I hope that the third quarter has been a bounce back from the second quarter. As we approach the final quarter of 2020, I wanted to share a few thoughts to help you and your business finish 2020 strong and be prepared to grow in 2021.
1. Losses: Remember that the regulations about operating losses have been amended so that losses you incur in 2020 can be applied to offset up to 100% of your income in years 2018, 2019, and 2020. Therefore, take a look at your year-to-date P&L and if you are running close to breakeven (or below), I suggest talking to your accountant about ways to increase your expenses. A loss in 2020 could allow you to retroactively create refunds in 2018 and/or 2019, which could help your cash flow in 2021.
2. Depreciation and Write-Offs: One way to incur losses in 2020 that could offset income in prior years is to be aggressive when taking depreciation expense and when writing off balances on equipment. Again, we suggest talking to your accountant to figure out what might work best for your business.

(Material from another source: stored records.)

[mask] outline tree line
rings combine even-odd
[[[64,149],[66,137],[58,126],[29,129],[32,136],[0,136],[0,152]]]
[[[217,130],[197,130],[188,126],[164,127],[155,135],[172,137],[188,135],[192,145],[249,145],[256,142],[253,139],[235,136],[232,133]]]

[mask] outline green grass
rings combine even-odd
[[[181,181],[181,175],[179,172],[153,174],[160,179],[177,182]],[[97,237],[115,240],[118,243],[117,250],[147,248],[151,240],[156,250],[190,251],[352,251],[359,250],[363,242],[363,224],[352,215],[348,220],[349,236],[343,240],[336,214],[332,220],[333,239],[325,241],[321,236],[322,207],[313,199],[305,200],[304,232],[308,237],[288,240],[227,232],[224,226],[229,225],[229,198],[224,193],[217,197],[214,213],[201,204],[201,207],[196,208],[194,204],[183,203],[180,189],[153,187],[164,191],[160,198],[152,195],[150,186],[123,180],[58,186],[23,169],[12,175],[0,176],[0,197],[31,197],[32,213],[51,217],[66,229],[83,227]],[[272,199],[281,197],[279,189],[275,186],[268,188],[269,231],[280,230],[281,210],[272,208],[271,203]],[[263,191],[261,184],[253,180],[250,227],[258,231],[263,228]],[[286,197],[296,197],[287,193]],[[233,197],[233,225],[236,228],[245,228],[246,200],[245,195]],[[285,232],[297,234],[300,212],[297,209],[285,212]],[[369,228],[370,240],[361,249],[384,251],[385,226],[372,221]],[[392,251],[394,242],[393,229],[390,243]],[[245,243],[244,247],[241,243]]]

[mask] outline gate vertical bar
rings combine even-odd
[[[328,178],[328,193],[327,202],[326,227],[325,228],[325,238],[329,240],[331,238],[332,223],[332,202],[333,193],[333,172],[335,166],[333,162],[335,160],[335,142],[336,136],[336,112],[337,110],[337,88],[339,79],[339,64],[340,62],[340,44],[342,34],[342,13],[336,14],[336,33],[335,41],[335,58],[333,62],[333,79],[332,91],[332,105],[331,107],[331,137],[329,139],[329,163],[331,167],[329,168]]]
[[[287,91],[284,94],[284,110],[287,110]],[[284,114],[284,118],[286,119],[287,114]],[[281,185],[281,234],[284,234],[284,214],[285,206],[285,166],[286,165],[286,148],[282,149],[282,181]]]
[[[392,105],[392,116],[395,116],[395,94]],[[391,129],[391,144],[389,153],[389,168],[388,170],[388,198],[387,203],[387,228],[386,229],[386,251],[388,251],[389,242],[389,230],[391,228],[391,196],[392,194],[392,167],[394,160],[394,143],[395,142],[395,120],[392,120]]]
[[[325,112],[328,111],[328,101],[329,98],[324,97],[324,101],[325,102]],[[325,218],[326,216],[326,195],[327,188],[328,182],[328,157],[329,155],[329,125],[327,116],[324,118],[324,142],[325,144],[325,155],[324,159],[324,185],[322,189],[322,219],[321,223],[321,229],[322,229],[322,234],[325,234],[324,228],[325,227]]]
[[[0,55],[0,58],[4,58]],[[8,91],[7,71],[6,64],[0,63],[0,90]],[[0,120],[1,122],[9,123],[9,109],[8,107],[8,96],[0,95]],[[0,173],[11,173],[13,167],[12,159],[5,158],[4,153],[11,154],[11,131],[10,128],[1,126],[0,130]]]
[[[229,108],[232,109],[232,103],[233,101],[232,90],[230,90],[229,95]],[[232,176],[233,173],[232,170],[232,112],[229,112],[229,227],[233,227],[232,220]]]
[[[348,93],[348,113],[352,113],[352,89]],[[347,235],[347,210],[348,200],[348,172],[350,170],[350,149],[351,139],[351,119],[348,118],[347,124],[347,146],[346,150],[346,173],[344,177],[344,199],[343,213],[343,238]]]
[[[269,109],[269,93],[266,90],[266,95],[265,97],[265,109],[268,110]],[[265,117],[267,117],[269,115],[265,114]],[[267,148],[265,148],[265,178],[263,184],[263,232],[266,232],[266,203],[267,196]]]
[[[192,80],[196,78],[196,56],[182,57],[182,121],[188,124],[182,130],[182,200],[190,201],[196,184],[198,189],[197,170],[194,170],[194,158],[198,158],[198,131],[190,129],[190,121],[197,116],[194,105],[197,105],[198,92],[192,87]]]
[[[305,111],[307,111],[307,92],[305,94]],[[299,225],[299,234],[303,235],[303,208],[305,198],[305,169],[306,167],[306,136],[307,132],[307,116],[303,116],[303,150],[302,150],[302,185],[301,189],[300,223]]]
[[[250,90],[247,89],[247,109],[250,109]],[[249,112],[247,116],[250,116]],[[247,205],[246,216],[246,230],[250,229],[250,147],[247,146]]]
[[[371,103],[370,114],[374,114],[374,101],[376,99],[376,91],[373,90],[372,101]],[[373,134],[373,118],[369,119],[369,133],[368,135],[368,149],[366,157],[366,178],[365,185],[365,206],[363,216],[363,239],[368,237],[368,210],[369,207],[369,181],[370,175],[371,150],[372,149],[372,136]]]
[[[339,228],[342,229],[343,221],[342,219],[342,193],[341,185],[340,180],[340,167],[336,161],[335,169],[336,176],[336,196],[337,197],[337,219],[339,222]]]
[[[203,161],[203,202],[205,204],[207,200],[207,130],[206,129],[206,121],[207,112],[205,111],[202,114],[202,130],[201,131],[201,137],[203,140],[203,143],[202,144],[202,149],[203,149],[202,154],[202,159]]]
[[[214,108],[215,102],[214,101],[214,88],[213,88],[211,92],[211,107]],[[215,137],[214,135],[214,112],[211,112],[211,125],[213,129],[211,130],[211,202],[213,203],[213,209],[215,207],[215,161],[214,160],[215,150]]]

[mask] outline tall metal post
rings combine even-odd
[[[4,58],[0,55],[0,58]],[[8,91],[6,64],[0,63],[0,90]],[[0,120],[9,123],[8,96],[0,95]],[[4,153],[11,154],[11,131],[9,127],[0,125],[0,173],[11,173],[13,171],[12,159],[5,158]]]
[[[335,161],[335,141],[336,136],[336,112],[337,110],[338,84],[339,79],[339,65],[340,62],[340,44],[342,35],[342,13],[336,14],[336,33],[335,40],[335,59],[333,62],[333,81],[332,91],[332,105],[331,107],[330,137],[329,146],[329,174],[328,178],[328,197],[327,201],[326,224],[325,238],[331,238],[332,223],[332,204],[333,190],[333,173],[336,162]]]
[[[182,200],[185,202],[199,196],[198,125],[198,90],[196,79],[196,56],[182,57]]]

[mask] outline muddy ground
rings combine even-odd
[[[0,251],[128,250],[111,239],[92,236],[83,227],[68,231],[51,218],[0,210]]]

3. Review Your P&L: Take a close look at each line item in the expense section of your P&L. This is a good time to make a plan for reducing or eliminating those expenses you know are not necessary but that you never got around to when business was strong.
4. Review Payroll Costs: Look at your payroll costs in 2020 versus 2019 to make sure they are comparable. Also, reach out to your national trade group or association to get guidelines on what the average business in your industry spends on payroll (as well as other expenses). Then make sure that you are planning to keep payroll in-line or better than national averages. Properly compensating your "A" employees while limiting or eliminating costs for less productive workers can save you money now and set up your business for growth next year, which can ultimately increase the value you will receive when you sell the business.
5. Monitor Your Cash Conversion Cycle: When business conditions are volatile, cash becomes your most important asset. Therefore, we encourage you to monitor your inflows and outflows. How long does it take to collect cash and can this be improved? How long do you have to pay cash and can this be lengthened or the terms of the loan altered? Monitoring these inflows and outflows on a monthly basis can help you spot potential cash flow issues before they become serious.
6. Spend Time at the Strategic, not Tactical, Level: It can be easy, especially during a crisis, to get wrapped up in the day-to-day operations of the business. Therefore, we suggest setting aside 2-3 hours a week to think strategically about your business. Who is your core client? Do you have the right people on payroll? Does my physical space accomodate my growth plans? How quickly am I turning inventory into sales? Are my borrowing costs as low as they could be? As a business owner, spending time as the conductor is just as important as spending time playing the instruments.
We hope this helps you as you plan to wrap up a strange year and prepare yourself for better times next year.